My attentive listener is still with me. Still scratching away.
“On a more positive note, a woman reached out to me online. She said she liked my profile. She asked me if I own a hair brush. We set up a Skype date. I should be happy. Right?
“Well, then I get this long text message from Teri Lin. You remember, the woman who’s not my type. At first I thought it was a butt-text. She never sends a text that long. Turns out she’s doing the same thing I am. She set up a profile online, and within two hours she had messages from ten guys with intentions ranging from Skyping and Zooming to meeting at a restaurant or taking a day trip to the mountains.
“I called her and got a message that her voice mailbox is full. Well, of course it’s full if that many men are convinced she has a hair brush.

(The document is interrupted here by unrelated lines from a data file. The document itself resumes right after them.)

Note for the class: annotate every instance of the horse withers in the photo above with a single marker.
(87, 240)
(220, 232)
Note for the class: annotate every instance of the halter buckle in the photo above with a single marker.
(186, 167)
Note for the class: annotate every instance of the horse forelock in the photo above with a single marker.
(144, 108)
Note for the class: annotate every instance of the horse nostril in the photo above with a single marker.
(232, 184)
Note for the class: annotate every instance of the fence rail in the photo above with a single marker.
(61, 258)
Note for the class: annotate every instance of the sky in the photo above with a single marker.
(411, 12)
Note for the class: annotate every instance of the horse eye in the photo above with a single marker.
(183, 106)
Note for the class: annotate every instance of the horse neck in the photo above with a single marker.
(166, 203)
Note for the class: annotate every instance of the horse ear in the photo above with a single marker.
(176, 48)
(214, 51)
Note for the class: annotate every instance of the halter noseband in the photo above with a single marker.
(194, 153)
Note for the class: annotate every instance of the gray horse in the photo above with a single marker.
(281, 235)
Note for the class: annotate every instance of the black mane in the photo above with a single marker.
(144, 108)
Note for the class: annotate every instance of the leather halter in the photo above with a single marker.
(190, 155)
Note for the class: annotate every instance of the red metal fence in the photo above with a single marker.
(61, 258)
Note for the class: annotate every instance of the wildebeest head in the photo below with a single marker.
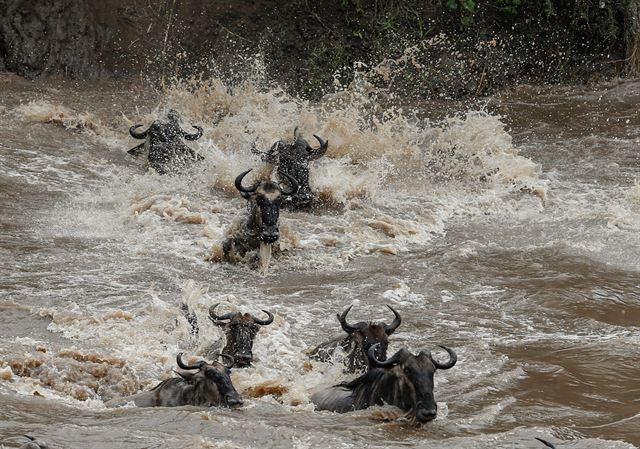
(240, 330)
(212, 379)
(366, 334)
(33, 443)
(413, 388)
(266, 197)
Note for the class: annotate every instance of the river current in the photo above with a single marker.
(508, 231)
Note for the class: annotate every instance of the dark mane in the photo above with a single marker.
(173, 380)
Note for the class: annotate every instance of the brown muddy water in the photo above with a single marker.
(507, 231)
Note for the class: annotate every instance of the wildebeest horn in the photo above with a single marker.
(546, 443)
(213, 317)
(453, 358)
(196, 365)
(239, 183)
(389, 328)
(349, 329)
(293, 185)
(137, 135)
(264, 322)
(323, 143)
(378, 363)
(229, 358)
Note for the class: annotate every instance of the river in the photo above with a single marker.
(507, 230)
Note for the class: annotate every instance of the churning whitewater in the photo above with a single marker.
(507, 232)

“That’s why I had to open that bottle of wine, the one that has been sitting uncorked for six months because I don’t drink.”
Lots of scratching now.
“Because that’s what you do when the beloved country over your burrow is flooding in turmoil and the pain is seeping into everything you touch and think. You call the woman who walks with rainbows, and when her mailbox is full, you open a bottle of the next best thing.
“Maybe if I had a dog.”
The scratching stops.
“If I had a dog, he could rest his chin on my leg and give me sad dopey dog-eyes and tell me to cheer up. If he was a big dog. That wouldn’t work with a little dog. If you have to pick up the dog, it changes the dynamics. You’re helping them to help you, when, realistically, you’re probably just freaking them out by taking away their right to choose.
“I don’t know why I’m talking about picking up dogs. I don’t have a dog. I have a cat. Now, if I pick up the cat, any consolation for me is going to come from outside that two-party relationship when someone sees my fresh wounds.
“Other people can pick up their cats, rub them behind the ears and chuck them under the chin. If I pick up my cat, there are consequences. You know, I feed him, shelter him, buy him any toy he wants…I even play with the toy until he gets tired of watching me.
“I’m sorry. It’s just been one of those weeks, one of those days, and this sofa…!!!”
I feel myself tearing up for absolutely no good reason. My head is right up against one arm of the sofa, my feet extend about a foot over the far end.
“This sofa is just like any other Monday!”
That does it for my therapist. He hits the floor, putting all his weight behind it. He approaches with fur and fury.
Then he hops.
Up.
Onto my chest, where he proceeds to knead my sternum.
Left-paw. Right-paw. Switch.
He does this over and over, ad infinitum. Finally, satisfied, he lays down and curls into a tight ball. And purrs. The purring radiates into my chest, loosening things I hadn’t suspected until they loosened up. My breathing becomes less labored. The fourteen pounds on my chest is suddenly just right. Just what I need.
The turmoil is still there. It is still about everyone, burrowed or above-ground. But this is nice.
Toby lifts his head and looks at me to make certain I understand that this is one thing no big dog, divided neighbor, or type who walks with rainbows could do half as well.
When I leave, he suggests, I can show my appreciation by dropping a few treats in the payment bowl.